Pogba, who appeared to score France’s second goal against Australia before it was changed to an own goal, said has been enjoying himself in Russia.
“We are competing in a World Cup,” Pogba said. “I am having fun. It might be my last [one]. We have to forget the critics and do our talking on the pitch. The answers are there and there only.
“I give everything for this shirt, for this team and for my country. I really want to win this World Cup.”
And the midfielder, who also represented France in Brazil in 2014, clarified this could be his last appearance because the future remains uncertain.
“I am just being a realist,” he said. “We do not know what might happen tomorrow. I might be dropped or get injured, there might be better players, or I might not be here anymore. … I have realised my dreams.
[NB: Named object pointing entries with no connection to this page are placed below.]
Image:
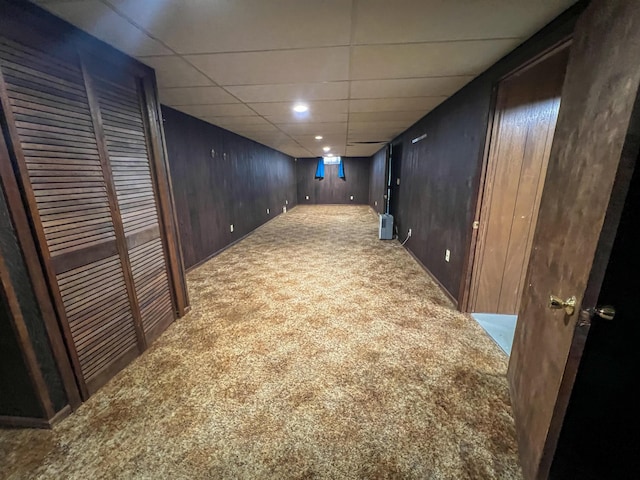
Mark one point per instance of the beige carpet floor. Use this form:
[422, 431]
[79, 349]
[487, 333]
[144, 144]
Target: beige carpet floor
[313, 350]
This is my second World Cup and some players do not even get to compete in one.
“I hope to compete in more.”
Meanwhile, according to TF1’s Telefoot, Paris Saint-Germain forward Kylian Mbappe will not speak with reporters again during the World Cup because of what he perceives to be harsh treatment by the media.
Defender Raphael Varane said earlier this week that he believes the media are too negative, and France coach Didier Deschamps, speaking with Telefoot, did not disagree with Mbappe’s reasons for boycotting the media.
“With me, Kylian laughs,” Deschamps said. “He knows when I am happy and when I am not. Players are not robots, they are human beings — there are ups and downs.
“The best answer Kylian can give is on the pitch.”